American TV travelogue series (1959–1960)

John Gunther's High Road is an American television travelogue series that was broadcast on ABC from September 7, 1959, through September 17, 1960.

==Format==
Author John Gunther, who traveled the world, was host of this series and narrated it. The show ranged "from Manhattan to the Himalayas in search of program material". Subjects of episodes went beyond geographic locations to include topics such as jazz music and space travel, leading Gunther to summarize the series as "inside everywhere". Producer Jerry Stagg said the main theme of the series was "the story of man, or men, in the never-ending struggle to conquer obstacles in his environment or relations with other people." Guest hosts on episodes included Cesar Romero, Herb Shriner, and Walter Winchell.

==Production==
Stagg and Blue J. Productions produced John Gunther's High Road, which was sponsored by the Ralston-Purina Company.
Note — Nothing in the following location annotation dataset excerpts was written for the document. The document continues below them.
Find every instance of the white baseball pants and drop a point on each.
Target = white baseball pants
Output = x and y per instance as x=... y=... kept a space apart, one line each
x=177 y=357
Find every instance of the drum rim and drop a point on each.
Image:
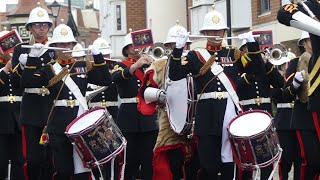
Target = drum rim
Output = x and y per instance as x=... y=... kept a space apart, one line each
x=248 y=112
x=79 y=117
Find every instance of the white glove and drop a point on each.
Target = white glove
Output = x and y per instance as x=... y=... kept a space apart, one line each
x=298 y=79
x=36 y=52
x=162 y=96
x=181 y=40
x=23 y=60
x=247 y=36
x=94 y=49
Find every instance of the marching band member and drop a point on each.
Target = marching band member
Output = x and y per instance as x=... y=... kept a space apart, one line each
x=286 y=133
x=36 y=102
x=253 y=88
x=139 y=130
x=78 y=55
x=10 y=130
x=107 y=98
x=173 y=153
x=216 y=94
x=296 y=88
x=69 y=100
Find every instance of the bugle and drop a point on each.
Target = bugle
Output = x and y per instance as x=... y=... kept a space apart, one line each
x=277 y=54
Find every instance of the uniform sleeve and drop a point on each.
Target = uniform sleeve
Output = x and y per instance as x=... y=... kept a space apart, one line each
x=289 y=92
x=32 y=78
x=120 y=72
x=245 y=79
x=17 y=71
x=276 y=94
x=4 y=78
x=274 y=77
x=99 y=74
x=252 y=61
x=180 y=67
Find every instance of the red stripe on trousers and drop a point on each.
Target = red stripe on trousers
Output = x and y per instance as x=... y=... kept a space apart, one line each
x=24 y=153
x=303 y=155
x=316 y=123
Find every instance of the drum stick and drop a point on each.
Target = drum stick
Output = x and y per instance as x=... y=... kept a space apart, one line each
x=45 y=47
x=236 y=37
x=115 y=60
x=86 y=49
x=198 y=36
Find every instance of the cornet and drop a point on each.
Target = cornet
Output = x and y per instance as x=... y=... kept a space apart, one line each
x=277 y=54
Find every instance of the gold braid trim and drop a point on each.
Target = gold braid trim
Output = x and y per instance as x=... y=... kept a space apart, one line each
x=89 y=66
x=206 y=66
x=237 y=54
x=58 y=77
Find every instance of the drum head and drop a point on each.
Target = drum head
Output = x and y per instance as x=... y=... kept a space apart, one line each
x=85 y=120
x=250 y=123
x=177 y=104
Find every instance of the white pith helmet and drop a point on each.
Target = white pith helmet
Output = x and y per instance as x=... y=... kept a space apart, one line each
x=214 y=21
x=4 y=32
x=62 y=34
x=127 y=41
x=103 y=43
x=78 y=53
x=304 y=35
x=244 y=42
x=174 y=31
x=38 y=15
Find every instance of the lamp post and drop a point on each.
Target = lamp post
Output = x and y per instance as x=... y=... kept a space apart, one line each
x=55 y=9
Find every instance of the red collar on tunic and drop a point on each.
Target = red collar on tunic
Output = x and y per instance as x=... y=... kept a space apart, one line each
x=2 y=61
x=68 y=61
x=132 y=61
x=214 y=48
x=43 y=42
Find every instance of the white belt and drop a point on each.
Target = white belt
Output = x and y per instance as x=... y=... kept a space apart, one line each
x=41 y=91
x=256 y=101
x=67 y=103
x=285 y=105
x=213 y=95
x=129 y=100
x=10 y=98
x=104 y=104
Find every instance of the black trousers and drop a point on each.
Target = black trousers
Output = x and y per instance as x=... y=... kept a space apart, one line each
x=140 y=153
x=209 y=151
x=62 y=152
x=290 y=154
x=11 y=150
x=38 y=157
x=310 y=147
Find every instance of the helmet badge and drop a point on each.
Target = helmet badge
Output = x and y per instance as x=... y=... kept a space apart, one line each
x=64 y=31
x=215 y=19
x=40 y=13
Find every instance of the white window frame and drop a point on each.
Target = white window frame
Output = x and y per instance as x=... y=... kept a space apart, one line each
x=262 y=9
x=113 y=7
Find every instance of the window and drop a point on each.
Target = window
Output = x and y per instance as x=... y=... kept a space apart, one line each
x=118 y=17
x=264 y=6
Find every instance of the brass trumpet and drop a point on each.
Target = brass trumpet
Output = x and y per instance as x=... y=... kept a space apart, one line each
x=277 y=54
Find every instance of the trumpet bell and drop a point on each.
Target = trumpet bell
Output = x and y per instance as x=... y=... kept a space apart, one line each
x=277 y=54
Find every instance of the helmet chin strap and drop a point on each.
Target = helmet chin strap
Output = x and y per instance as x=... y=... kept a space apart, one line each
x=64 y=56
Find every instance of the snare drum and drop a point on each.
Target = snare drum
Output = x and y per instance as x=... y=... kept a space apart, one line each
x=253 y=139
x=96 y=137
x=180 y=105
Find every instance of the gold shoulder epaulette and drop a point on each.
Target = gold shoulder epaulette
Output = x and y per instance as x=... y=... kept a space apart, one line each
x=25 y=42
x=89 y=65
x=57 y=77
x=237 y=54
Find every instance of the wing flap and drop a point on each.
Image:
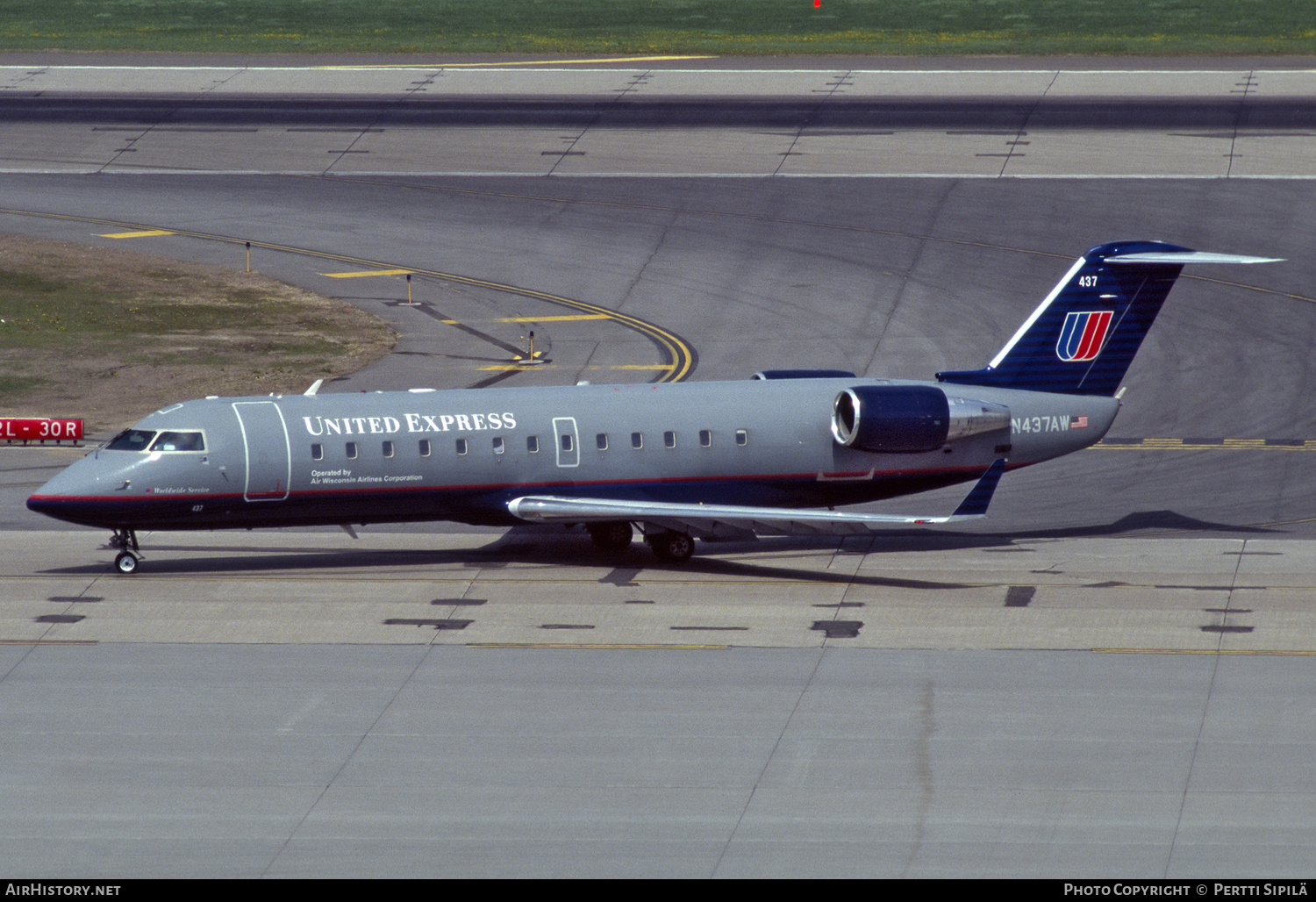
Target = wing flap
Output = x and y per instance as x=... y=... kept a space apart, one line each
x=733 y=519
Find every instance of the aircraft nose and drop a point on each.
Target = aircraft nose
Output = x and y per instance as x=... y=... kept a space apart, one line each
x=70 y=496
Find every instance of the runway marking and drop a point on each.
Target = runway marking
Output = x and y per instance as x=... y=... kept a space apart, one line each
x=603 y=646
x=142 y=233
x=681 y=355
x=566 y=318
x=520 y=62
x=366 y=274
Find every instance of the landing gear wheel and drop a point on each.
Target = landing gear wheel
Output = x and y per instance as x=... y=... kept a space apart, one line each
x=125 y=562
x=612 y=538
x=674 y=547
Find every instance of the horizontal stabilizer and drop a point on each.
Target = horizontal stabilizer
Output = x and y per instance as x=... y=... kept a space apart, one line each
x=732 y=519
x=1189 y=257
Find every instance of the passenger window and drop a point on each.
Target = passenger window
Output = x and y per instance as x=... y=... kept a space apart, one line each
x=131 y=440
x=179 y=441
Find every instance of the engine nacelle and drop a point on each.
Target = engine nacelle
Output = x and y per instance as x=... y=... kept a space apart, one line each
x=910 y=419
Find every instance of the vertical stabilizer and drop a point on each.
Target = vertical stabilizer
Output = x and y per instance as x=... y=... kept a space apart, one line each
x=1084 y=336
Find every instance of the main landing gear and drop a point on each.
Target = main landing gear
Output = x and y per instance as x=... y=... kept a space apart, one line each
x=669 y=546
x=128 y=559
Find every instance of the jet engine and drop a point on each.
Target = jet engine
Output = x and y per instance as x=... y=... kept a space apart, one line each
x=910 y=419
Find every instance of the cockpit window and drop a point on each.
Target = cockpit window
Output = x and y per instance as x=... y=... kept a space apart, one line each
x=131 y=440
x=179 y=441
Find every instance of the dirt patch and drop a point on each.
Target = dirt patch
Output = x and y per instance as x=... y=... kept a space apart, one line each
x=110 y=334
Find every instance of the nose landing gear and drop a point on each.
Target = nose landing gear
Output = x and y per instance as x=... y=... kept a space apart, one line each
x=131 y=556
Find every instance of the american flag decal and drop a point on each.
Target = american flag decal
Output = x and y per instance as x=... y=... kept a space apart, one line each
x=1082 y=336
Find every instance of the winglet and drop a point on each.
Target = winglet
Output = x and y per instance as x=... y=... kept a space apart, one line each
x=976 y=504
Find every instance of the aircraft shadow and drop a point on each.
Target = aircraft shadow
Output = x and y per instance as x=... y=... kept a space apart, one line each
x=540 y=546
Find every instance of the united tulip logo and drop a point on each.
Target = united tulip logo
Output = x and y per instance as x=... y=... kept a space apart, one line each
x=1084 y=336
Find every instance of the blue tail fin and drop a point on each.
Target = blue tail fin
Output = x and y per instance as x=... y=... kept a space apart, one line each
x=1082 y=339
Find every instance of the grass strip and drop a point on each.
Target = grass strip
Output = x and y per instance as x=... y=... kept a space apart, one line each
x=665 y=26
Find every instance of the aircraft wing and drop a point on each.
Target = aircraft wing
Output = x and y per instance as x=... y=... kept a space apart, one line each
x=732 y=519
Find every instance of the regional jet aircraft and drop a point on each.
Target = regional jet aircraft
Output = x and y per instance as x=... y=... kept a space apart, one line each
x=773 y=455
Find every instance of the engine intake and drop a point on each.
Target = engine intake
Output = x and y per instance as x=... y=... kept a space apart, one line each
x=891 y=418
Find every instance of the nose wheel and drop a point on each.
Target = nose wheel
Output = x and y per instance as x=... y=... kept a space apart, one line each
x=131 y=556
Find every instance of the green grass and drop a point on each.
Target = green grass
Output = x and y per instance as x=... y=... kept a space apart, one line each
x=665 y=26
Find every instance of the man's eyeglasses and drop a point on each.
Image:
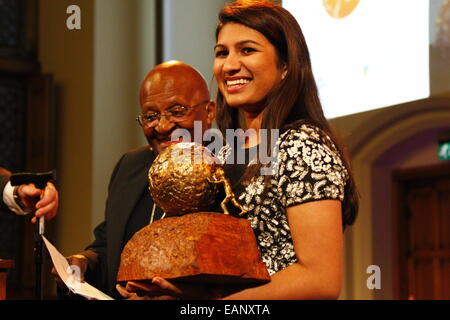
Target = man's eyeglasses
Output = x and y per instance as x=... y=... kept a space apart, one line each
x=176 y=113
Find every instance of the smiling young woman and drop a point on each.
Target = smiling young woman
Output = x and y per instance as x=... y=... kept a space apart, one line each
x=265 y=81
x=299 y=211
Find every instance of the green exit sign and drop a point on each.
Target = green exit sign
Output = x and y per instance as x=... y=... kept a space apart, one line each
x=444 y=151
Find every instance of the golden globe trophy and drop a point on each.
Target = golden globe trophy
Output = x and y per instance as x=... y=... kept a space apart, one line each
x=192 y=244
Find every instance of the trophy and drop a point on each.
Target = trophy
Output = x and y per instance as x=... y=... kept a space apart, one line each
x=193 y=244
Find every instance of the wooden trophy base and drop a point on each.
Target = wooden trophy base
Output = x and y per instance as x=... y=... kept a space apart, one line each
x=203 y=247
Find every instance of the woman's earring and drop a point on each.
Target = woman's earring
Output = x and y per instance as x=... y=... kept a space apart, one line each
x=283 y=75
John Greene and Phillip Shuken were the writers. Some of the films shown in the series were made on Gunther's trips. Most were made by others, but they showed places that he had visited. Those other sources included the Soviet Union and the United Nations.

The show was initially broadcast on Mondays from 8:30 to 9 p.m. Eastern Time, replacing Bold Journey. Beginning with the September 26, 1959, episode, it was moved to Saturdays from 8 to 8:30 p.m. E. T., where it remained until the series ended. Bourbon Street Beat took over the Saturday slot, and Jubilee, U. S. A. vacated the Monday slot to make room for John Gunther's High Road.

==Opportunities for teachers==
Ralston-Purina made program-related teaching guides available for educators to use in their classrooms. That effort was supplemented by awards from the company to "teachers who made imaginative use of the program in their classroom teaching". The company awarded educational tours to 84 teachers in 1960, with many of the tours providing college credit for the recipients.

==Episodes==

Partial List of Episodes of John Gunther's High Road
| Date | Episode |
|---|---|
| September 7, 1959 | "Song Of The Congo" |
| September 14, 1959 | "Russia's Next Rulers" |
| September 21, 1959 | "Togoland" |
| September 26, 1959 | "Cuba |
| December 19, 1959 | "Jamaica" |
| March 12, 1960 | "Tanganyika Today" |
| April 9, 1960 | "The Forgotten Land" |

==Critical response==
A review in the trade publication Broadcasting found several flaws in the premiere episode and said that only occasional moments came "anywhere near to offering the absorbing sort of television held out by the idea of exploring with John Gunther." The review said that presenting the story behind the African Ballet "was a passable and possibly good idea", with some of the dances being "fascinating". Eventually, the review added, the dances became repetitive, and it suggested that editing should have reduced the showing of dances to provide "a better explanation of how the many problems of molding talent from 20 diverse tribes into a dependable ballet company had been achieved."